3d Generation of NeXus ontology

sanbrock commented 2 years ago

NeXus Ontology

NeXus Base Classes and Application Definitions have been converted to an ontology, the NeXusOntology. While it preserves the relationships between the different NeXus definitions and also their respective Fields, its current implementation does not represent all the rules expressed by the definitions written in NXDL. Our aim is to enhance this ontology and overcome the current limitations to enable its use for automated data verification. Since several rules in NeXus definitions are only expressed for humans in docstrings and are not represented in NXDL on a machine-actionable way, it is required to support expressing these rules in the Ontology.

Original Design Concepts NeXus traditionally separates Base Classes and Application Definitions. Although the most important practical difference between them is the default optionality of the defined elements (which is “optional” for base_class definitions, but “required” inside application definitions), another concept, the Base Class Referencing or Reusability, determined the evolution of NeXus definitions during decades. To support an easy development of newer and newer Application Definitions without any sophisticated ontology tool, it was important to keep the controlled vocabulary of Base Classes limited and instead of creating subclasses, the specialisation of the referenced Base Classes in the Application Definitions, or the extension of the original Base Classes with optional elements were practiced. Note that while this concept avoids the explicit use of class extensions in Base Classes (and so extends=NXobject is used exclusively), it results in definitions with extremely wide meaning (or applicability) where almost everything must be optional (like NXtire could contain a type of an enum [summer, all-season, snow, studdable, studded] for cars, but also ISO-, French- and English designations for the size at bicycles, as well as a bool item tundra for light aircrafts). Hence, such Base Classes are not suited for data verification, and so Application Definitions must reference and extend/specialise/override each data item explicitly to

set at least their cardinality (required, recommended, or optional; minOccurs= and/or maxOccurs=),
restrict/extend the expected enumeration set, or
further specialise the docstring.
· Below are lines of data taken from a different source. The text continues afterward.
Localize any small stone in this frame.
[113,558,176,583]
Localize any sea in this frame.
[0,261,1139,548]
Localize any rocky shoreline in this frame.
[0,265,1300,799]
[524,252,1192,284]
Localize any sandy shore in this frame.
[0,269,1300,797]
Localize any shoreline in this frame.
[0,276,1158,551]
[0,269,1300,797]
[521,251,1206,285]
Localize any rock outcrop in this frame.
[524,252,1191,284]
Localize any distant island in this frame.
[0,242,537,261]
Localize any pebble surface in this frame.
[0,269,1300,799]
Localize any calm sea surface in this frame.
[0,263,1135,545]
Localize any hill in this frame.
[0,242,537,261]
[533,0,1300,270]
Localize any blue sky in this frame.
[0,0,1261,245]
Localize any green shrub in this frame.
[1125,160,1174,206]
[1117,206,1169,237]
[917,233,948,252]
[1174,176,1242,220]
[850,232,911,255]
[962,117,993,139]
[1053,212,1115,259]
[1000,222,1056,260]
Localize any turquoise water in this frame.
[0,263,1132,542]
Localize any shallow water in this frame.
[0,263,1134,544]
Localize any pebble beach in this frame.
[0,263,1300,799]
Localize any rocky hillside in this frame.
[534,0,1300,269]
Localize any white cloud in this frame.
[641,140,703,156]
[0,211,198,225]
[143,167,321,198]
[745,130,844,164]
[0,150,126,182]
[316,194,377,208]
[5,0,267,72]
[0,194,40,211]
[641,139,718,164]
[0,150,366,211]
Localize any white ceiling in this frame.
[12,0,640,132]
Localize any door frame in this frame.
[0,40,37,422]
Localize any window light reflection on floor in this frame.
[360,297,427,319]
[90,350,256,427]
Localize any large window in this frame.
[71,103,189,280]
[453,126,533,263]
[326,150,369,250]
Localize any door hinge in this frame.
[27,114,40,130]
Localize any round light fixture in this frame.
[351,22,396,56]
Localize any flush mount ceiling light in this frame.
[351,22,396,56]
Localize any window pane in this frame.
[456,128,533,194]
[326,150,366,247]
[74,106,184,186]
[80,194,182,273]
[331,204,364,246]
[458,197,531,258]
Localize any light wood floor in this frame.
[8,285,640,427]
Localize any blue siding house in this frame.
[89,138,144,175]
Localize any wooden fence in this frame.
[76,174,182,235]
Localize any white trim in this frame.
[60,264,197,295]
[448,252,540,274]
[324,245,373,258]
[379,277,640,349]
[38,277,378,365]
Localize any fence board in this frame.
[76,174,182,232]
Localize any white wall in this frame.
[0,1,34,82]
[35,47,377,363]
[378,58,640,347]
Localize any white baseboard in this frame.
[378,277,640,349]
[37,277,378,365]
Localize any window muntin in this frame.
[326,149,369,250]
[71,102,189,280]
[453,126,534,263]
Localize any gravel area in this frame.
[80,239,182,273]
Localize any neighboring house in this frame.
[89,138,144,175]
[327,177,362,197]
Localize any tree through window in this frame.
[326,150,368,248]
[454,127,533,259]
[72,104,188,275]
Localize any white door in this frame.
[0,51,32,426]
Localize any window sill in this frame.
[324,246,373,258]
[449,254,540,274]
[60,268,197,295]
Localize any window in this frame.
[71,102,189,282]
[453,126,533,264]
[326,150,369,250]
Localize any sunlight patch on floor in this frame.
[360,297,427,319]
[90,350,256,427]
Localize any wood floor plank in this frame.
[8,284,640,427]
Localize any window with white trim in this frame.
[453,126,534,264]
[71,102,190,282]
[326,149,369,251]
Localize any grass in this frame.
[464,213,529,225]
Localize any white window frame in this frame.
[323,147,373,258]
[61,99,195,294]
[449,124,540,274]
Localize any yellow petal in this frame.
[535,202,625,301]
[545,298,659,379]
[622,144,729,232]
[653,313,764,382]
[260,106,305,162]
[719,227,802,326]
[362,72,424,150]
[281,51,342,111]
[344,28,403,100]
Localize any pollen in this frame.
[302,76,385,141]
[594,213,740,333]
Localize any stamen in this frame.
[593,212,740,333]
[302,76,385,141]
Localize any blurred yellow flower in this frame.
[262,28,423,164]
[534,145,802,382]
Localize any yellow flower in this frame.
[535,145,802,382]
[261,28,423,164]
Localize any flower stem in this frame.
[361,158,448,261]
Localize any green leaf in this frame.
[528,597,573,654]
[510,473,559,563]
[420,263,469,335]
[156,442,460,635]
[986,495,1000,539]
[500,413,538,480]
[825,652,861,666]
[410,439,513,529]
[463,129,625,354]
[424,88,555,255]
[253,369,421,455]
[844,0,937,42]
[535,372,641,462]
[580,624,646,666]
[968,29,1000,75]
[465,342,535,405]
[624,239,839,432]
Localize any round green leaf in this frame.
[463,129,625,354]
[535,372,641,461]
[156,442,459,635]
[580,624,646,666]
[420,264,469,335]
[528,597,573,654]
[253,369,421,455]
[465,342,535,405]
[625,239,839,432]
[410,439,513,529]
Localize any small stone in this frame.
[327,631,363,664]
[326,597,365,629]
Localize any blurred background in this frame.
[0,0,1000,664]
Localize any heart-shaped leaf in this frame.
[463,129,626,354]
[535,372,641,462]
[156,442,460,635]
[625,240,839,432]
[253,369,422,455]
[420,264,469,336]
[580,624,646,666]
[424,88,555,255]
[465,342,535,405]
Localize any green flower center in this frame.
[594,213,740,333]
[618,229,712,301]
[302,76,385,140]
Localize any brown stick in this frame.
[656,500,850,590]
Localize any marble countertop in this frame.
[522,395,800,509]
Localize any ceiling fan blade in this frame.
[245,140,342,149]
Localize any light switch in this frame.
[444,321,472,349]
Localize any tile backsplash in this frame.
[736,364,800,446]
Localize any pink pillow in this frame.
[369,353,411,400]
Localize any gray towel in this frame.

Not considering cardinality, enumerations, and the specialisation of the docstrings, the current implementation of NexusOntology flattens the Applications Definitions (by pushing any new data item definitions to the respective referenced Base Class) and only represents the Base Class references (type=) with a new ontology relationship ’citesGroup’.

ENUMERATIONS AND DOCUMENTATION Enumerations are heavily used in NeXus to define the set of expected values. These hold important information about the definition in place and provide restrictions for data validation and verification. As mentioned above, NeXus definitions inherit and frequently also override enumerations from superclass definitions where superclass is defined by extends= and type= . Docstrings are also frequently specialised by inheriting classes. Note that for convenience, doc strings are not overridden, but extended/specialised by default, and any overriding doc string shall explicitly state if inherited doc strings shall not be considered. These overrides in NeXus contradicts and forbids the possibility of flattening and the simplified use of citesGroup relationships between definitions. Instead, the original class definitions must be kept (even inside Base Classes and Application Definitions where a new class is defined as a Group using the notation type=) and the IS_A relationship must be properly preserved, just like in case of using the notation extends= which declares explicitly a new subclass. A Group definition does not only results in a new subclass, but simultaneously declares a HAS_A relationship between the nesting class and the new Group definition.

CARDINALITY Tightly linked to a HAS_A relationship, NeXus definitions can specify cardinality by setting required=, recommended=, optional=, minOccurs= and/or maxOccurs=. Strictly speaking, setting recommended=true, or optional=true, or minOccurs=0 changes a HAS_A relationship to a MAY_HAVE_A relationship. Similarly, multiplicity can also be set by maxOccurs. Setting it to a value bigger than 1 changes a HAS_A relationship to HAS_AT_LEAST_ONE_OF and a MAY_HAVE_A relationship to MAY_HAVE_SEVERAL_OF. Setting minOccurs to a value bigger than 1 changes the relationship to HAS_SEVERAL_OF. In the not so rare case in NeXus when a subclass definition does not extend or override the referenced superclass, but only sets cardinality, the new subclass shall be registered in the ontology as a SYNONYM of the superclass. This solution is preferred over leaving the given subclass out of the ontology and using only its superclass instead, especially when a specific name is provided for the new subclass.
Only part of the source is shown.